Random Forests - C

A proof of concept basic implementation of random forests for classification and accompanying decision trees in C.

Improvements by Sermet Pekin (2025)

Added real-world and synthetic dataset scripts (data.py, data2.py, data_binary.py) for easy experimentation.
Fixed a critical data leakage bug in cross-validation logic, ensuring proper model evaluation.
Created a cross-platform Makefile for simple building and testing without CMake.
Added a GitHub Actions workflow for automated build and test on every push/PR.
Added a Mermaid class diagram to visually explain the DecisionTreeNode and related data structures, making the library's architecture easier to understand.

classDiagram
    class DecisionTreeNode {
        long id
        DecisionTreeNode* leftChild
        DecisionTreeNode* rightChild
        double** half1
        double** half2
        int size_half1
        int size_half2
        int split_index
        double split_value
        DecisionTreeData* split_data_halves
        int left_leaf
        int right_leaf
    }

    class DecisionTreeData {
        size_t length
        double** data
    }

    class DecisionTreeDataSplit {
        int index
        double value
        double gini
        DecisionTreeData* data
    }

    class DecisionTreeTargetClasses {
        size_t count
        int* labels
    }

    DecisionTreeNode --> DecisionTreeNode : leftChild
    DecisionTreeNode --> DecisionTreeNode : rightChild
    DecisionTreeNode --> DecisionTreeData : split_data_halves
    DecisionTreeDataSplit --> DecisionTreeData : data
    DecisionTreeTargetClasses --> int : labels

These improvements enhance reproducibility, reliability, and usability for new users and contributors.

Running the code

Fastest way to start experimenting is to

(1) run the data.py script to generate some random CSV data
(2) compile as preferred (optionally using the CMakeLists.txt provided)
(3) run ./random-forests data.csv or ./random-forests --help to see which arguments are available to configure.

The main.c file contains an example configuration of a random forest and code to run cross_validate() which will both train and evaluate a model.

Training

The cross_validate() function runs k-fold cross validation on whatever data is provided -- first trains the model and then evaluates it on every of the testing folds.

The main function that handles model training is train_model()

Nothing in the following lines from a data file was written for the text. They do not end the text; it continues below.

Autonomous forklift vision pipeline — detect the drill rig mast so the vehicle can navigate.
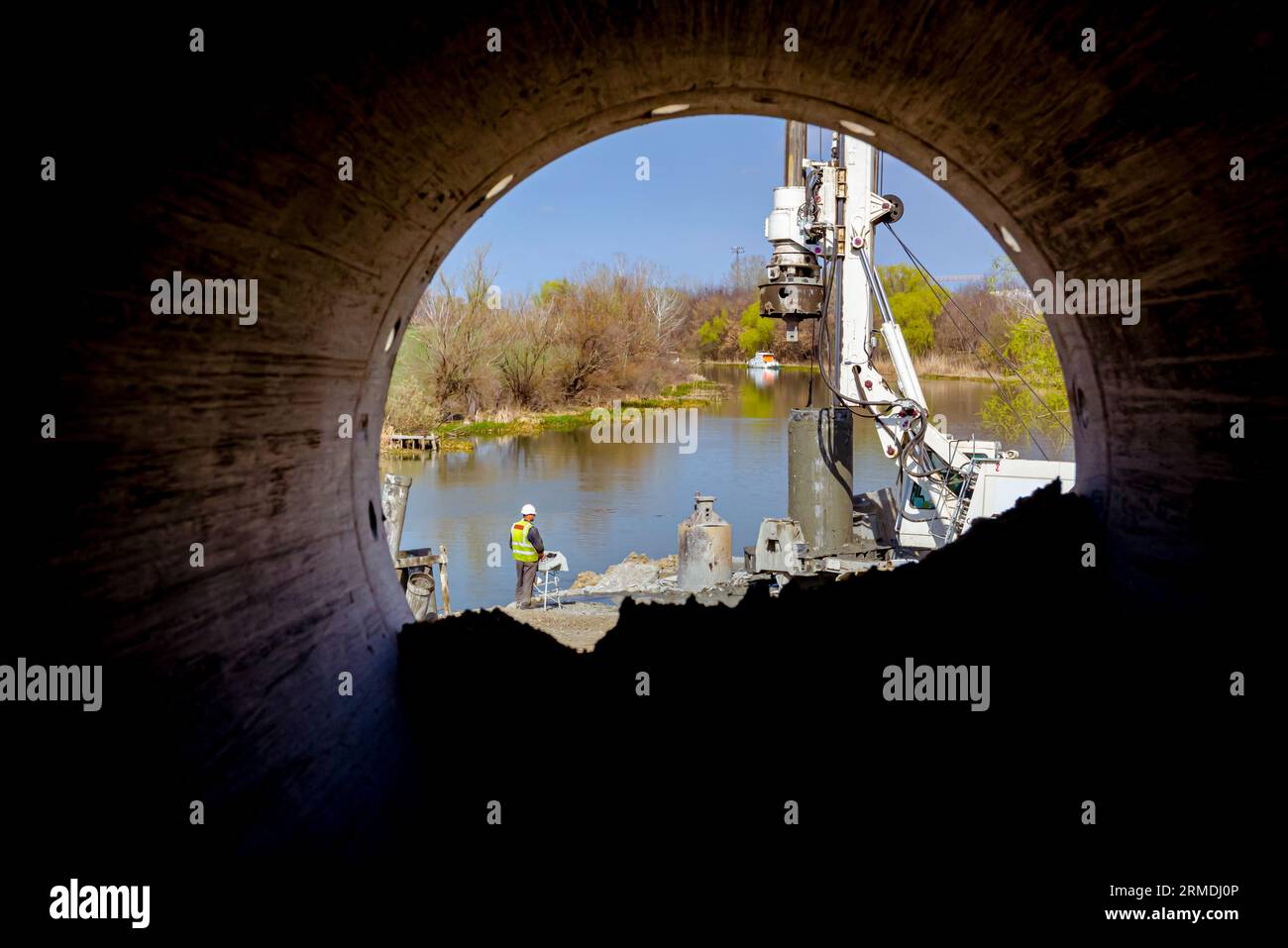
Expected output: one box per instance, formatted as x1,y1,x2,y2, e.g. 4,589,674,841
748,123,1074,575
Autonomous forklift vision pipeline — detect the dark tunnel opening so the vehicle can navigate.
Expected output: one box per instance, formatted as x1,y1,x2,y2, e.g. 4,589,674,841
15,3,1288,927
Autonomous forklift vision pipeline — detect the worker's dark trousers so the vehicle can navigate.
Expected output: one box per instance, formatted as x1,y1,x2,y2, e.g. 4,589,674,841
514,559,537,605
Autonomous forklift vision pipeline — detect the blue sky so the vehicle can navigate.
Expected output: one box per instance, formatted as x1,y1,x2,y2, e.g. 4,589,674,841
443,116,1005,293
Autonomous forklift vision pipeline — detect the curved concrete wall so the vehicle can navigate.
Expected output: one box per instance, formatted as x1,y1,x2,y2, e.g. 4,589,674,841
22,0,1285,860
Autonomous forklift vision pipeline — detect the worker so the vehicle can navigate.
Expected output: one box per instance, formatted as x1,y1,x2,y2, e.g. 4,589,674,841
510,503,546,609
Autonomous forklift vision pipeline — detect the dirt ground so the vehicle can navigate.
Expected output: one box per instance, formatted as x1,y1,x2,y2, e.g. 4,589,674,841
501,603,617,652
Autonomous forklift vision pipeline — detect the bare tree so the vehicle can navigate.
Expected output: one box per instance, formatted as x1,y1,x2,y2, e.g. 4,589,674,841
496,297,561,407
412,248,496,417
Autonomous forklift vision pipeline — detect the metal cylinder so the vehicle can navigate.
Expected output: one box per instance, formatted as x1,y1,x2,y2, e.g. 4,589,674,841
783,120,808,187
677,493,733,592
787,408,854,557
407,574,437,622
380,474,411,559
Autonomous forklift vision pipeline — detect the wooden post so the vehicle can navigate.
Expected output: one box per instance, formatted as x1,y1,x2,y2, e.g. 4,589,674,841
380,474,412,561
438,544,452,616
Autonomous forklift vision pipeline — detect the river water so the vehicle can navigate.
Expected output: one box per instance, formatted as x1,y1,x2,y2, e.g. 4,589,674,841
380,366,1073,609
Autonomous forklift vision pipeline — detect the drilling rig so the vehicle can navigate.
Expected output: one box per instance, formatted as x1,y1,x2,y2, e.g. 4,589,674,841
746,123,1074,582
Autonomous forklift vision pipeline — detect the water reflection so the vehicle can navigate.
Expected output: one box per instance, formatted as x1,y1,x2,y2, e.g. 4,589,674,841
381,366,1073,608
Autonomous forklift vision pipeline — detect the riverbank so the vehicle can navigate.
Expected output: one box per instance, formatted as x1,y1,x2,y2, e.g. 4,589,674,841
488,553,750,652
380,376,731,458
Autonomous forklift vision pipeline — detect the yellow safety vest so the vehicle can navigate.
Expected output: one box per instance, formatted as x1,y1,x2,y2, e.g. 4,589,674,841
510,520,541,563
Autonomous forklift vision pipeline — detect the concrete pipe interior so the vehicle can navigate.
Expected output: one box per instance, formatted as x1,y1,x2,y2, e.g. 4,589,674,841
14,0,1288,891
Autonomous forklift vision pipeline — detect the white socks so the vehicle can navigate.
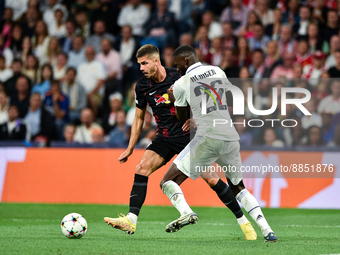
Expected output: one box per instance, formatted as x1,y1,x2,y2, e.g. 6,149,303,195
126,213,138,224
162,181,192,216
236,189,273,236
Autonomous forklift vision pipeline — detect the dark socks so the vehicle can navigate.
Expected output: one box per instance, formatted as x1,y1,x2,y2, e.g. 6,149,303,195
129,174,149,216
211,179,243,218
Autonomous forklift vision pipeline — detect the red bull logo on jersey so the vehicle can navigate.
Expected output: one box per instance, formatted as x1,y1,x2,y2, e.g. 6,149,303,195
155,93,171,105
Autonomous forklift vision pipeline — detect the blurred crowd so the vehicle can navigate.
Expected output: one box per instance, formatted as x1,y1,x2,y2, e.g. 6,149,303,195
0,0,340,148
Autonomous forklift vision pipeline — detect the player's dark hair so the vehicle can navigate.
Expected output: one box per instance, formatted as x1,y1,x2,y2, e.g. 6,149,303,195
173,44,197,58
136,44,159,58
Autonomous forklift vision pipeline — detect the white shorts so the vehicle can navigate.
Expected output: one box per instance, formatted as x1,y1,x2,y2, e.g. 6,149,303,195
174,136,243,185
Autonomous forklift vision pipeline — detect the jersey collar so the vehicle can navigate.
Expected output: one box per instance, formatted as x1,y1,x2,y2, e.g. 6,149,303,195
185,62,202,74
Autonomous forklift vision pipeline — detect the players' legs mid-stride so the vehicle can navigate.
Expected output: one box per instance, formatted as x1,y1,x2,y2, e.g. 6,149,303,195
216,142,277,242
161,161,257,240
104,150,165,235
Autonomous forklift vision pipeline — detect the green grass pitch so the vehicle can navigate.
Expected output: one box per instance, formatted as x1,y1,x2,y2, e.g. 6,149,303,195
0,203,340,255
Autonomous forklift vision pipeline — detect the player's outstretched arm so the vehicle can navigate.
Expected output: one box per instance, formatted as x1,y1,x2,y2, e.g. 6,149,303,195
118,107,146,163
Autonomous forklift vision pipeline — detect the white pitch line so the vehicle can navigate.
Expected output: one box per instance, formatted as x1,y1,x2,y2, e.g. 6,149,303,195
7,219,340,229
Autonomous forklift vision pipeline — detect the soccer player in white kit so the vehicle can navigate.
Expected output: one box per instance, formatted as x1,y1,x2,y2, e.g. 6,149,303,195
161,45,277,242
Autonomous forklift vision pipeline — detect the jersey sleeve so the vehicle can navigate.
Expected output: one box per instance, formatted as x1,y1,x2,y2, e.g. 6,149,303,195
173,81,188,107
135,83,147,109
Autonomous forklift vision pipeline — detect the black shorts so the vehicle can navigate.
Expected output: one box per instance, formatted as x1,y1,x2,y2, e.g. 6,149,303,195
146,134,190,164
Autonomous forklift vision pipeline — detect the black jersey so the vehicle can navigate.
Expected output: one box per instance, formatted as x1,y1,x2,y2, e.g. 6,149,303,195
135,68,190,137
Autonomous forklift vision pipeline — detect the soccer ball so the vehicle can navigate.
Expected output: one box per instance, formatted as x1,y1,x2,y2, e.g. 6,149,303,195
61,213,87,238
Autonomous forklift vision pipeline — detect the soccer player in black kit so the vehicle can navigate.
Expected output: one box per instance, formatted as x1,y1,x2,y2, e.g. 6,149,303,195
104,44,255,238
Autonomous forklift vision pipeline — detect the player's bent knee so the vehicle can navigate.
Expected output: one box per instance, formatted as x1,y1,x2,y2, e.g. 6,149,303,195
136,163,151,176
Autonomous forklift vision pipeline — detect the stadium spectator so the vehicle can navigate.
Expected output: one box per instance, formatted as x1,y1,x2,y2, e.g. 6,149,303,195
142,0,177,49
262,41,282,78
19,8,41,38
77,46,107,115
32,20,50,65
278,25,297,57
48,8,66,39
221,49,240,78
306,126,323,146
10,76,30,118
5,59,31,95
0,105,30,141
293,6,311,40
114,25,142,88
301,98,322,130
222,22,237,50
32,64,53,100
248,22,270,51
238,10,261,40
53,52,68,79
318,79,340,114
0,55,13,82
307,23,328,53
296,40,312,67
265,9,283,41
321,9,339,43
96,38,123,82
327,125,340,147
74,108,101,143
161,46,175,68
46,37,61,66
0,8,13,48
328,49,340,78
91,0,120,35
312,0,328,26
20,36,33,65
59,19,77,53
325,35,340,70
168,0,194,35
270,53,295,79
64,124,76,143
43,0,68,26
312,72,331,104
4,0,28,21
117,0,150,36
22,54,39,84
210,37,223,66
194,26,210,63
109,110,130,148
283,0,300,26
321,111,335,144
0,91,8,124
62,67,87,122
102,92,123,134
43,80,69,140
202,11,222,40
10,24,24,59
23,93,54,143
138,111,156,148
179,33,194,46
76,9,91,38
255,0,274,26
263,128,284,147
249,49,265,79
234,116,253,148
86,20,114,52
91,127,104,143
221,0,249,35
67,35,86,68
302,50,326,87
235,36,251,67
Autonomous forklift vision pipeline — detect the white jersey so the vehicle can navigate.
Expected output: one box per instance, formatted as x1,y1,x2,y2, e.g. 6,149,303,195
173,62,240,141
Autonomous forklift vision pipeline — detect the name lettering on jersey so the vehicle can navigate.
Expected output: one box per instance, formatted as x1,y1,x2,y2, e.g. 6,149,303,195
190,69,216,82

const DecisionTreeNode **train_model(double **data,
                                     const RandomForestParameters *params,
                                     const struct dim *csv_dim,
                                     const ModelContext *ctx);

It returns an array of DecisionTreeNode pointers to roots of decision trees comprising the forest, and the parameters are

**training_data - training data (equivalent to a DataFrame in Python).
*params - pointer to struct that holds the configuration of a random forest model.
*csv_dim - pointer to a struct holding row x col dimensions of the read data.
*ctx - pointer to a context object that holds some optional data that can be used for training / evaluation.

For example:

const ModelContext ctx = (ModelContext){
    testingFoldIdx : foldIdx /* Fold to use for evaluation. */,
    rowsPerFold : csv_dim->rows / k_folds /* Number of rows per fold. */
};

const DecisionTreeNode **random_forest = (const DecisionTreeNode **)train_model(
    data,
    params,
    csv_dim,
    &ctx);

Evaluation

After training we can evaluate the model with eval_model() which returns an accuracy measure for model performance. For example:

// Evaluate the model that was just trained. We use the fold identified by 'foldIdx' in 'ctx' to evaluate the model.
double accuracy = eval_model(
    random_forest /* Model to evaluate. */,
    data,
    params,
    csv_dim,
    &ctx);

Code structure

model -- random forest and decision trees.
eval -- evaluation code for running cross_validate() or hyperparameter_search() to test the model.
utils -- utilities for data management, argument parsing, etc.

The optional arguments to the program (can be viewed by running with a --help flag)

  -c, --num_cols=number      Optional number of cols in the input CSV_FILE, if
                             known
  -r, --num_rows=number      Optional number of rows in the input CSV_FILE, if
                             known
  -l, --log_level=number     Optional debug logging level [0-3]. Level 0 is no
                             output, 3 is most verbose. Defaults to 1.
  -s, --seed=number          Optional random number seed.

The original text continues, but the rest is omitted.